HetNet - Heterogenous Radio Access Network of macro, micro, pico and femto cells

Heterogeneous Radio Access Network

To enable reliable and robust delivery of network services, precise and performance assured synchronization is not only essential, but fundamental to the network densification strategy. LTE heterogeneous networks call for tighter timing requirements. While LTE FDD networks require only frequency synchronization, LTE TDD systems have an additional phase requirement of 1.5 µs. For more advanced LTE-A systems, the requirement is even more stringent.

LTE Frequency Transport
/ Air Interface
Phase
FDD 16 ppb / 50 ppb None
TDD 16 ppb / 50 ppb ± 1.5 µs
MBSFN / eICIC etc. 16 ppb / 50 ppb ± 1.32 µs
LTE-A (COMP) 16 ppb / 50 ppb ± 0.5 µs

In traditional 3G networks, synchronization was delivered using TDM line timing or GNSS. 4G LTE networks however are IP based and with the deployment of HetNets, operators need to revamp their synchronization delivery architecture.

For macro cell, deploying only GNSS at every cell leads to expensive holdover mechanisms. Moreover due to external vulnerabilities of GNSS and the need for more resilient sync architecture it is essential to have alternate back-up sources of sync such as packet based IEEE 1588 PTP and SyncE in addition to GNSS.

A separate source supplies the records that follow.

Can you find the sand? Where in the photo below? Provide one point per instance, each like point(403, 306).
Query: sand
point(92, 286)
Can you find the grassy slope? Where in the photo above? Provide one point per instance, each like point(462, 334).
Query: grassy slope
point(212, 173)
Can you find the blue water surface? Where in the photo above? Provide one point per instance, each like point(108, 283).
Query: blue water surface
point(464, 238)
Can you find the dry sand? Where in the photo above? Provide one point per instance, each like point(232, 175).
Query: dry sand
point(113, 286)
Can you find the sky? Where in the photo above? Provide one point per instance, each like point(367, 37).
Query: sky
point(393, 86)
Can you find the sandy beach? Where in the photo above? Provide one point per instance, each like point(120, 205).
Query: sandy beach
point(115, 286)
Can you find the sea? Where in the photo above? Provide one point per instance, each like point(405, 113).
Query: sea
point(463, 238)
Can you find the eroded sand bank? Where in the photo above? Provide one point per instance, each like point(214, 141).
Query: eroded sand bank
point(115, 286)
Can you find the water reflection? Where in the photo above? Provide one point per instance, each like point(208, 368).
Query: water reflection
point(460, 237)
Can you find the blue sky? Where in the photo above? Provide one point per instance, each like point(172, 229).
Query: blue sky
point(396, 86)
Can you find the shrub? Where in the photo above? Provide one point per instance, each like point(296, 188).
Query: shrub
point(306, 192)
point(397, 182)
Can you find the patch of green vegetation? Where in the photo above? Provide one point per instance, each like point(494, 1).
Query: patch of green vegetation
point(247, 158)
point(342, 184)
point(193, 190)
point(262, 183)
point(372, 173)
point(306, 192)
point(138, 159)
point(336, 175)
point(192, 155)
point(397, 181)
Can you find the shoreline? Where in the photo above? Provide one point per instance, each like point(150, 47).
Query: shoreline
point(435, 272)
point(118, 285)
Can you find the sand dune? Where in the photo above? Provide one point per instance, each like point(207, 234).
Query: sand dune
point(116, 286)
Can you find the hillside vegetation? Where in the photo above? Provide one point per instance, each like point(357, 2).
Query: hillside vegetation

For small cells, having multi-sync architecture enables ease of installation, high availability and reduced operational costs. Acquiring time and phase via GNSS at the macro aggregation point or at the cell edge by placing a mini Grandmaster and then distributing sync via IEEE 1588 PTP to all the small cells to hold time and phase is an efficient sync architecture that achieves the twin objectives of cost and resiliency.

Small Cell Macro Aggregation with embedded Grandmaster

Macro and Small Cell Synchronization

In scenarios where small cells are deployed to enhance indoor coverage, for example dense urban venues such as stadiums, convention centers, shopping malls, enterprises and multi-tenant buildings where generally Ethernet cabling exists to provide traffic backhaul; packet based IEEE 1588 PTP synchronization techniques are better choices. Deploying an inexpensive embedded local Grandmaster at the premises is a very cost effective way of distributing sync via existing in-building LAN networks.

Indoor dense urban in building, mutli-tenant dwelling embedded local PTP grandmaster

Small Cell Synchronization for Office Campus and Multi-tenant Dwelling Units

Read more on solutions for small cells ....

For ad-hoc femtocells deployed in homes and SOHOs to augment indoor coverage, delivering synchronization via home based backhaul (ISP connection) is the most viable approach. GNSS for femtocells is expensive and not feasible given the RF losses and challenges of GNSS reception and installation indoors.

 

Femtocell Graphic for ad-hoc indoor coverage

Femtocell for Residential and SOHO Coverage

Read more on solutions for femtocells....

Qulsar Solutions:

For macro cells, Qulsar's embedded Managed Timing Board (P62) can be deployed as an IEEE 1588 PTP slave and integrated into the macro cell timing card. It takes in IEEE 1588 PTP and/or ToD from GNSS as input and delivers 1PPS, Frequency 5/10/20/25 MHz and ToD as output. It offers a choice of different oscillators to provide holdover capability when the source of sync is lost.

For small cells, Qulsar's embedded Managed Timing Module (M62) or Managed Timing Board (P62) can be deployed as IEEE 1588 PTP slave/client and integrated into the small cell electronics. The module is an extremely cost and power efficient solution based on a low cost oscillator. For holdover it is recommended to use the Managed Timing Board (P62).

For femtocell, Qulsar's embedded Managed Timing Module (M62) can be deployed as IEEE 1588 PTP slave/client and integrated into the femtocell electronics. The module is an extremely cost and power efficient solution.

For use as a HetNet synchronization source, the Managed Timing Board (P64) can be deployed as an IEEE 1588 PTP embedded Grandmaster (Edgemaster) at the macro cell aggregation point or at the edge of the Mobile Backhaul. It has the ability to act as the PRTC source with GNSS enabled.